[antlr-interest] Full error reporting with the simplest grammar

Wed Nov 7 17:29:46 PST 2007

I am trying to create what should be the simplest grammar possible (with 
EOF) that provides full error reporting, since a grammar without full 
error reporting is worthless. I have solved some undocumented 
peculiarities, but I do not know if I have done so in a manner 
consistent with the intended design of AntLR. I describe 3 problems 
below, the first two with possible solutions and the third still unsolved.

What I need to know is:
   1 Are the solutions I used for problems 1 and 2 consistent with the 
intended design of AntLR, or are there better ways?
   2 How do I deal with problem 3?

The grammar is:
----------
grammar SingleCharacter;

@header {
import static java.lang.System.out;
}

/* Parser Rules */
singleCharacter
returns [boolean succeeded = false]
     :   Character {
             out.println(
                 "Parsed token Character '" + $Character.text + "'"
             );
         }
         EOF {
             out.println("Parsed token EOF");
         }
         {
             out.println("Parsed singleCharacter");
             $succeeded = true;
         }
     ;

/* Lexer Rules */
Character: 'a';
// Invalid added for problem #2
Invalid  :  .  {$type = Token.INVALID_TOKEN_TYPE;};

----------
Problem #1

There is a serious bug in the lexer that causes it, during error 
recovery, to skip two characters instead of just the unexpected 
character. When a character is not matched, match() creates an exception 
object 'mte', calls recover(mte) which consumes the unexpected 
character, and then throws the exception. However, nextToken() catches 
that exception, reports the error, and then calls recover(mte) again, 
erroneously consuming the token after the already consumed unexpected token.

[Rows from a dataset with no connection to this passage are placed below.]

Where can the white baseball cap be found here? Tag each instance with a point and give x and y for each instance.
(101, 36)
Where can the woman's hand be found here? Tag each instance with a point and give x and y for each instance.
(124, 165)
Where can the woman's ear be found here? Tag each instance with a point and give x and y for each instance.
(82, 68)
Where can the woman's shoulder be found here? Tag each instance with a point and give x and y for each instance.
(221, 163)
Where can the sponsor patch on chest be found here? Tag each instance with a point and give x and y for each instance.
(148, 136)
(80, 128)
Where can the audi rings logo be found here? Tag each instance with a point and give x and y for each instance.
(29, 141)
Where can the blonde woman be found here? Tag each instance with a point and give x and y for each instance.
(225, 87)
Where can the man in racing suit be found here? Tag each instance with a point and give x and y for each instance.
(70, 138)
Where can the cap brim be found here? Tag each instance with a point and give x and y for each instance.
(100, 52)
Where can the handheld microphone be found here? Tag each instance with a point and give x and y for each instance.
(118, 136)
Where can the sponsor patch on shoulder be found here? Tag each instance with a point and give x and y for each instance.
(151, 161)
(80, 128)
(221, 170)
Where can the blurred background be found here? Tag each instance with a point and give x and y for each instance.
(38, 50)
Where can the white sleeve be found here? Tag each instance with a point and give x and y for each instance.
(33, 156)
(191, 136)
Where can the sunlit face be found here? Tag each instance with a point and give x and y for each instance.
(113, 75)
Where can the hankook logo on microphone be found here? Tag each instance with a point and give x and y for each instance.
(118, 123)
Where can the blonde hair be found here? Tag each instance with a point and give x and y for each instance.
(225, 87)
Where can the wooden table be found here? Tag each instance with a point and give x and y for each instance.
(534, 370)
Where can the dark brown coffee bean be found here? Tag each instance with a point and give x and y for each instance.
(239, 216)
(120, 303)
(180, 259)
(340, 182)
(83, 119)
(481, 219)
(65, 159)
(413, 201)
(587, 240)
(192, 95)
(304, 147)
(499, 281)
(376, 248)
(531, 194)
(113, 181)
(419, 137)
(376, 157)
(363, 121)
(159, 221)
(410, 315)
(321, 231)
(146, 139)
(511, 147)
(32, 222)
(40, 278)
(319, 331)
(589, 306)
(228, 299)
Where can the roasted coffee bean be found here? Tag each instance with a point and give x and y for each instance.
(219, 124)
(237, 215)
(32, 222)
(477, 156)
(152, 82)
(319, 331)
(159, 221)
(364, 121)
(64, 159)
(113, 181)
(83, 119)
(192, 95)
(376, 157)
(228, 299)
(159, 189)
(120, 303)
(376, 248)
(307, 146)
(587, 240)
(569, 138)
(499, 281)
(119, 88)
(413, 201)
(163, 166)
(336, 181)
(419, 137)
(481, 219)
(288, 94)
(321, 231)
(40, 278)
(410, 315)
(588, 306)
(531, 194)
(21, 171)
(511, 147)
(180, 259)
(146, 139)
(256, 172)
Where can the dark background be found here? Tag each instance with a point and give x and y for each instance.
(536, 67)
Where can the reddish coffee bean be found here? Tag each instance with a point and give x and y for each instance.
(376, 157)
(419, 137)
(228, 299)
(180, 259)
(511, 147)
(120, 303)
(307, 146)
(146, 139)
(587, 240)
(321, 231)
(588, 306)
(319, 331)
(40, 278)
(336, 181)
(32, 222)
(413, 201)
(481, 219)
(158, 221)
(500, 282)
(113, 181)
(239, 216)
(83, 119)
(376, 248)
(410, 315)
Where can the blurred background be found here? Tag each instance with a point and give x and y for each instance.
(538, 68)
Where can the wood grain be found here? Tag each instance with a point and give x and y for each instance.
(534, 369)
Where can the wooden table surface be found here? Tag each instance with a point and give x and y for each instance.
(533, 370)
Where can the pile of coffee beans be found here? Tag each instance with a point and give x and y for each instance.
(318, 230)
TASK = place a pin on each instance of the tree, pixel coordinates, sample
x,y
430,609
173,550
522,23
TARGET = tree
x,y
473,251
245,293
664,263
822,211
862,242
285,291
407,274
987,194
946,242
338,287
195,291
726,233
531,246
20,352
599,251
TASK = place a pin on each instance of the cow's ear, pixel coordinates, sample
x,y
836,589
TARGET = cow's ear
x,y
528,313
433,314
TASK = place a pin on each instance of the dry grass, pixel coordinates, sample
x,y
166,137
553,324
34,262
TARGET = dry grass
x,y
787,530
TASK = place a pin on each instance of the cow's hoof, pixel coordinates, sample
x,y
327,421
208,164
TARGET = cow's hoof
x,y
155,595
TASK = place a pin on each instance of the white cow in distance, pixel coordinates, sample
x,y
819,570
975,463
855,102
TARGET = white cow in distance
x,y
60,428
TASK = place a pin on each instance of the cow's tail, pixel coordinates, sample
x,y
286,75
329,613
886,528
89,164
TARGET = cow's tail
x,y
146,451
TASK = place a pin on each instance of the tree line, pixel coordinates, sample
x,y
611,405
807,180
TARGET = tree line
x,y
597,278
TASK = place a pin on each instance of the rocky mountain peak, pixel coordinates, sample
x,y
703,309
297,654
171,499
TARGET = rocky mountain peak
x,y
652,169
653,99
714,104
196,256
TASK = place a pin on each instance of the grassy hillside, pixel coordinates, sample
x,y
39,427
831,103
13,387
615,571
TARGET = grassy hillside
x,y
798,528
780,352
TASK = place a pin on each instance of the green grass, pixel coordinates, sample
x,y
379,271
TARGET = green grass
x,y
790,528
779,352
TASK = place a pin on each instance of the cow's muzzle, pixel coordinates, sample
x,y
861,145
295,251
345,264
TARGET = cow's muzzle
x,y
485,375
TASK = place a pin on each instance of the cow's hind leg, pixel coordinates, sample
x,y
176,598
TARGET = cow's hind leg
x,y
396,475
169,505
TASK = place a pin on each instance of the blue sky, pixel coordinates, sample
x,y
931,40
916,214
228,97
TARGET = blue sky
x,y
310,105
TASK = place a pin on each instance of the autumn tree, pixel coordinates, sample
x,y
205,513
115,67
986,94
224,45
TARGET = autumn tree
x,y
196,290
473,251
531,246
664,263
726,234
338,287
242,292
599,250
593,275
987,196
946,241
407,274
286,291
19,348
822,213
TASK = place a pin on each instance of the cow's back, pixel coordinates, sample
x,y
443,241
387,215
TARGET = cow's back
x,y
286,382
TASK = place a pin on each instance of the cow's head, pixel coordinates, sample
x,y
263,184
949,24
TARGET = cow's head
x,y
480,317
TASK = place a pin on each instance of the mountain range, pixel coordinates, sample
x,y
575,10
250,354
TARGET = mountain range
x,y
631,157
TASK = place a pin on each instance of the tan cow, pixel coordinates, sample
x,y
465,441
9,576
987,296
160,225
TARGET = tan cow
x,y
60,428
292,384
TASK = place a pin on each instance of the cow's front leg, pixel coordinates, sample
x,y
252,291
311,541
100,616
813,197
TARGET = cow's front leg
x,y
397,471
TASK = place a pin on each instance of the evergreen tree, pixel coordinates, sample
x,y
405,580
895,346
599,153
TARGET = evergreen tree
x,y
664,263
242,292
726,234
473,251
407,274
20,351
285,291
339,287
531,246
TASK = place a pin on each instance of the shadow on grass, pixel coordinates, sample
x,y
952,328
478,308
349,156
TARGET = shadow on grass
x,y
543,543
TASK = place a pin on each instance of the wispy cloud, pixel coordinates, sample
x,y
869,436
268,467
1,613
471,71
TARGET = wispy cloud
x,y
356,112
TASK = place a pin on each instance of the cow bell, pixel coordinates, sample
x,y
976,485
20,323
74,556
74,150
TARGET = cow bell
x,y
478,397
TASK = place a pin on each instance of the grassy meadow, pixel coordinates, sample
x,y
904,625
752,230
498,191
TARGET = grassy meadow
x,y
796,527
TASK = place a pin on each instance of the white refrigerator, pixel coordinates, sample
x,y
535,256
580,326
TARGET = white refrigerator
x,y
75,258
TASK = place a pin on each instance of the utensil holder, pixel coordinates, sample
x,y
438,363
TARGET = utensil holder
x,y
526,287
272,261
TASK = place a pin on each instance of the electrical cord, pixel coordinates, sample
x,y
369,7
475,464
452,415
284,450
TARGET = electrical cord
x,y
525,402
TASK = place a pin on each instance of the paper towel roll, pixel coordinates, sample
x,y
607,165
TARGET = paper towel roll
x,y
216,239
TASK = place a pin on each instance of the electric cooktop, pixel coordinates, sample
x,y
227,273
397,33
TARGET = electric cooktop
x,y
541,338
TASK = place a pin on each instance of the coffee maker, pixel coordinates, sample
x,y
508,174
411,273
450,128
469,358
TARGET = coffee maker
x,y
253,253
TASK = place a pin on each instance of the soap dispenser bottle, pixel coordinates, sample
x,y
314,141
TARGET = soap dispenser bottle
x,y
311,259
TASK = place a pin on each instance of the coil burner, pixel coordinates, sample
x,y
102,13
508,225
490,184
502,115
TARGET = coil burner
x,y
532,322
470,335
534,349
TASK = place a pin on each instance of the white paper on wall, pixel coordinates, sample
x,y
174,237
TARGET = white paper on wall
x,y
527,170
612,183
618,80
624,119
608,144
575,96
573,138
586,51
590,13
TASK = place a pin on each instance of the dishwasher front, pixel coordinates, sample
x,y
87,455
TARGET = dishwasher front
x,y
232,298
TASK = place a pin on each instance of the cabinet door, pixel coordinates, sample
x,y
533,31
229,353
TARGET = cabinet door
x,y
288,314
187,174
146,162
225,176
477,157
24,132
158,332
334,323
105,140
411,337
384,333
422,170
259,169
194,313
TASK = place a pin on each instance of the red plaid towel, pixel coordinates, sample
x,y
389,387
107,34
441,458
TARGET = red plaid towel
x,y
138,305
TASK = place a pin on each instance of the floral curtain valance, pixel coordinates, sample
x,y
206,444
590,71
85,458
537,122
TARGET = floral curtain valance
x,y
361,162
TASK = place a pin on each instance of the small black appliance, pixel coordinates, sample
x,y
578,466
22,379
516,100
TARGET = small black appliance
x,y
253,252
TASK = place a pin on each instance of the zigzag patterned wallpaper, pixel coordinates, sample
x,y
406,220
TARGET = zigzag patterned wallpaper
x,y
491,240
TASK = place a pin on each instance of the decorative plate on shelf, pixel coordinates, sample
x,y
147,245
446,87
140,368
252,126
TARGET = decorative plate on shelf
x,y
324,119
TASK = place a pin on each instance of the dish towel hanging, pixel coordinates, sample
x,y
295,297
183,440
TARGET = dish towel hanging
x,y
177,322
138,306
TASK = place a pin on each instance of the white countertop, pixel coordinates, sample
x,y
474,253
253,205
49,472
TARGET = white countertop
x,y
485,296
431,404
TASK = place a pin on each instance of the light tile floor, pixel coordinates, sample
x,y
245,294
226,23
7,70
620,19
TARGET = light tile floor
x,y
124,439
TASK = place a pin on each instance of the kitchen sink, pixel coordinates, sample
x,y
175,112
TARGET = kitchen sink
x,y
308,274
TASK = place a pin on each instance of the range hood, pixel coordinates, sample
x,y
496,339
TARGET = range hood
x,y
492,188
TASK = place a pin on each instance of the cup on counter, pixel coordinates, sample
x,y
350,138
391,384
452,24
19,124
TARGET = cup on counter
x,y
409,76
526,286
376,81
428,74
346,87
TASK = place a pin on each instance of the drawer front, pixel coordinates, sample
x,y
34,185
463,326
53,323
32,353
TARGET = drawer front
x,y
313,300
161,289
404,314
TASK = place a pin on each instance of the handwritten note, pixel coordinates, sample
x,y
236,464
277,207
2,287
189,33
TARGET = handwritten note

In my simple example, the source "ba" produces the following results:
Note: The Invalid token did not exist at this point.
<<
Parsing: "ba"
Token stream
     <No tokens>

Parser output
line 1:0 mismatched character 'b' expecting 'a'
BR.recoverFromMismatchedToken
line 0:-1 mismatched input '<EOF>' expecting Character

Returned false
 >>

The lexer does not provide any tokens to the token stream.
This is what actually happens in the lexer:
   1 A call to match('a') is is made by mCharacter()
   2 The first character seen is an invalid 'b'
   2 A MismatchedTokenException object is created
   4 The recover(mte) method is called that consumes the current invalid 
character 'b'
   4 The exception object is thrown
   5 The exception is caught by nextToken()
   6 A call to reportError(re) is made that displays the lexer error
   7 Another call to recover(re) is made that consumes the next 
character, the valid character 'a'
   8 nextToken() loops back to try to get a token again, sees EOF, and 
returns Token.EOF_TOKEN
   9 The parser has no tokens in the stream and reports it saw <EOF>

Given the flow of the code and the use of nextToken(), it seems the 
solution is to eliminate the call to recover(re) in the exception 
handler of nextToken(). It works fine for my simple example, but I'm not 
sure if this is consistent with the intended design of AntLR.

----------
Problem #2

I originally did not have the "Invalid" token. I quickly discovered that 
CommonTokenStream parses *ALL* of the tokens in the source on the first 
call for a token. I had expected that it would only buffer the consumed 
and look-ahead tokens so that any lexer exception would be caught by the 
parser and could be reported in parser context. I do not understand and 
it is undocumented for what purpose CommonTokenStream does this.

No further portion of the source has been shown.